Elayne’s eyebrows shot up, and she exchanged looks with Aviendha and Min. If he had seen through her subterfuge, Nynaeve certainly had. Why had she let them go? And how had he seen through it? Aviendha shook her head slightly in wonder. Min shook hers, too, but with a grin that said you just had to expect this sort of thing now and then. Elayne felt the smallest stab of — not quite jealousy; jealousy was out of the question, for them — just irritation that Min had had so much time with him and she had not. Well, if he wanted to play surprises . . .

“We want to bond you our Warder,” she said, smoothing her dress under her as she took a chair. Min sat on the edge of the table, legs dangling, and Aviendha settled onto the carpet cross-legged, carefully spreading out her heavy woolen skirts. “All three of us. It is customary to ask, first.”
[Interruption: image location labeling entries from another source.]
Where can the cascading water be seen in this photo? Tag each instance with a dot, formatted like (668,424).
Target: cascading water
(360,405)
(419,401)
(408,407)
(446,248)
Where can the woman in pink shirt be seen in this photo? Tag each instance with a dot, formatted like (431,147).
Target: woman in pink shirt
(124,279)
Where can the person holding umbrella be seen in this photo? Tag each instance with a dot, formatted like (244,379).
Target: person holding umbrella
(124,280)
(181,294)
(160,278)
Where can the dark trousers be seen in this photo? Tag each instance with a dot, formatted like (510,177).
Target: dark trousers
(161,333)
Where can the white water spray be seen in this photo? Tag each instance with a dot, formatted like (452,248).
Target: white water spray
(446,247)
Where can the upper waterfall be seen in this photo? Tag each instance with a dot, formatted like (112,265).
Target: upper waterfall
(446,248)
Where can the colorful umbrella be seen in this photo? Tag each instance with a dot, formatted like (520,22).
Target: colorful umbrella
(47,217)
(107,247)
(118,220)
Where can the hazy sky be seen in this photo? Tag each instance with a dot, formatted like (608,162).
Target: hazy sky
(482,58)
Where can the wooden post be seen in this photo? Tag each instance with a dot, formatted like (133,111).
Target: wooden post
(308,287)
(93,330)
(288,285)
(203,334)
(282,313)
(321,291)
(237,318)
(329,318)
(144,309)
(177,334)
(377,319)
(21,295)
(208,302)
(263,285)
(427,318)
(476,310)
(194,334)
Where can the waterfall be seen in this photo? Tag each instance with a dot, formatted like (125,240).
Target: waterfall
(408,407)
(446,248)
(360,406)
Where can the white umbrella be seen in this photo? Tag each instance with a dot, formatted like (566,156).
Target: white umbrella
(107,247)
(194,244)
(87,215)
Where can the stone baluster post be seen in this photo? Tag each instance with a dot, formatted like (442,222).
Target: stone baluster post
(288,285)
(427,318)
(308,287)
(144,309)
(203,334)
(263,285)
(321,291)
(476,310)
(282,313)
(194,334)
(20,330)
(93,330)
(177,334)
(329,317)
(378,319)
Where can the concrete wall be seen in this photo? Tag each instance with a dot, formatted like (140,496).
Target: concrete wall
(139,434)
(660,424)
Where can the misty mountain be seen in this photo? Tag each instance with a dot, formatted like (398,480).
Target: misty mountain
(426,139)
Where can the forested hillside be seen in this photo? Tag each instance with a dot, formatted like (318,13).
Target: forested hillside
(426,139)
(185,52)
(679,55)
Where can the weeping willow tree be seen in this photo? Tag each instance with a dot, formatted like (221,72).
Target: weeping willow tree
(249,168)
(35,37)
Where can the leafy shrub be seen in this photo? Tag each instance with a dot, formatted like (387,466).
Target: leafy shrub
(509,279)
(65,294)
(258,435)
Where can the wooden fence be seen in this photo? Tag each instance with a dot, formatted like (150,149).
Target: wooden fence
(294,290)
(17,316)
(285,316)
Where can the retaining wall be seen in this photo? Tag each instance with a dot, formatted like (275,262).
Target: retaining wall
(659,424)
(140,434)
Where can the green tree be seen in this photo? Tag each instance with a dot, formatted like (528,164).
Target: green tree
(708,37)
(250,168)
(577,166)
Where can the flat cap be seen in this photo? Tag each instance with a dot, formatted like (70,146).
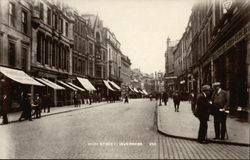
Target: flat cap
(205,87)
(216,84)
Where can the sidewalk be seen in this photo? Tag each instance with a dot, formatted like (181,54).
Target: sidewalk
(13,117)
(184,124)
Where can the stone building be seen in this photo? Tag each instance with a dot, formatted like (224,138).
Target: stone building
(15,52)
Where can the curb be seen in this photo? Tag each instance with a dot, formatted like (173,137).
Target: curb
(63,112)
(193,139)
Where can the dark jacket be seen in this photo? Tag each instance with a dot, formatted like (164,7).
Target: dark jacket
(220,100)
(176,98)
(203,107)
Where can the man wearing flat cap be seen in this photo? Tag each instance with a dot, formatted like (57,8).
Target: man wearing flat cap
(202,112)
(220,103)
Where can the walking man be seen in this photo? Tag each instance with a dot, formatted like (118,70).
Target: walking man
(220,102)
(202,113)
(176,98)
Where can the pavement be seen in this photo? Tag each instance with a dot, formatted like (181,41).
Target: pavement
(184,124)
(13,117)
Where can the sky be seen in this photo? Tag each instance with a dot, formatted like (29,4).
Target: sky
(141,26)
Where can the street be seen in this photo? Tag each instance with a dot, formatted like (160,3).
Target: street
(115,130)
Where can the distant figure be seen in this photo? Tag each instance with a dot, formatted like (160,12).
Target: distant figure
(202,112)
(26,114)
(165,98)
(126,98)
(177,99)
(220,102)
(37,106)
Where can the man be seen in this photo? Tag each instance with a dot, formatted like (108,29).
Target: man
(165,98)
(202,113)
(220,102)
(177,99)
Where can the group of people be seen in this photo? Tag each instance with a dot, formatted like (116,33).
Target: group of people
(33,107)
(213,102)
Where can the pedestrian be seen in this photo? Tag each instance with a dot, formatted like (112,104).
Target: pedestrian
(27,108)
(126,98)
(192,99)
(5,108)
(37,104)
(165,98)
(220,103)
(202,112)
(176,99)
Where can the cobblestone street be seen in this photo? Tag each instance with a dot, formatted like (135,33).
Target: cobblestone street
(114,130)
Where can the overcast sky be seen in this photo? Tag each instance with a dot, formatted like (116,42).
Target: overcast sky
(141,26)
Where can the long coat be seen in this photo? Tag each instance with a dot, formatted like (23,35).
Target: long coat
(203,107)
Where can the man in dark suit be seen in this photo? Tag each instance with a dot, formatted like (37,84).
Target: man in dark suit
(176,99)
(202,112)
(220,102)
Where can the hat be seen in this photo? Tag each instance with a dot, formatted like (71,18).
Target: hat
(205,87)
(216,84)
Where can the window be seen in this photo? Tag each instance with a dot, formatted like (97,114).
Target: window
(24,58)
(47,51)
(49,16)
(12,54)
(41,11)
(66,29)
(24,22)
(61,25)
(12,14)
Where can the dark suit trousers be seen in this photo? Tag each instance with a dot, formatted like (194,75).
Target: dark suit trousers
(202,130)
(220,124)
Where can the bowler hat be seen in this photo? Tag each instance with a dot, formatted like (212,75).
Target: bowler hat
(205,87)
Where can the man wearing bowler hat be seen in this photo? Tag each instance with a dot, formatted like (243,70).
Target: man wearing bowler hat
(202,112)
(220,103)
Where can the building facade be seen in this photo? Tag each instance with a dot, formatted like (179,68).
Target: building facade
(217,49)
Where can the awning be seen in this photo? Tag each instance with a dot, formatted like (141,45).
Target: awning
(19,76)
(136,90)
(86,84)
(66,85)
(50,84)
(145,92)
(115,85)
(75,86)
(107,85)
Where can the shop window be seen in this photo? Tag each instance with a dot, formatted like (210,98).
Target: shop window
(24,22)
(49,16)
(41,11)
(12,54)
(46,51)
(12,14)
(66,29)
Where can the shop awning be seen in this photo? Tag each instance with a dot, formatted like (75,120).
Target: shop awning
(145,92)
(107,85)
(19,76)
(131,88)
(50,84)
(75,86)
(86,84)
(115,85)
(66,85)
(136,90)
He spun around, wine sloshing out of his cup, more pouring from the pitcher before he could bring it upright. With a muttered oath, he hastily stepped out of the spreading wetness on the carpet and put the pitcher back on the tray. A large damp spot decorated the front of his rough coat, and droplets of dark wine that he tried to brush away with his free hand. Very satisfactory.

“You really are mad,” he growled. “You know what’s ahead of me. You know what it means for anyone I’m bonded to. Even if I don’t go insane, she has to live through me dying! And what do you mean, all three of you? Min can’t channel. Anyway, Alanna Mosvani got there ahead of you, and she didn’t bother asking. She and Verin were taking some Two Rivers girls to the White Tower. I’ve been bonded to her for months, now.”

“And you kept it from me, you woolheaded sheepherder?” Min demanded. “If I’d known —!” She deftly produced a slim knife from her sleeve, then glared at it and glumly put it back. That cure would have been as hard on Rand as on Alanna.

“This was against custom,” Aviendha said, half questioning. She shifted on the carpet and fingered her belt knife.

“Very much so,” Elayne replied grimly. That a sister would do that to any man was disgusting. That Alanna had done it to Rand . . .! She remembered the dark, fiery Green with her quicksilver humor and her quicksilver temper. “Alanna has more toh to him than she could repay in a lifetime! And to us. Even if she doesn’t, she will wish I had just killed her after I lay hands on her!”

“After we lay hands on her,” Aviendha said, nodding for emphasis.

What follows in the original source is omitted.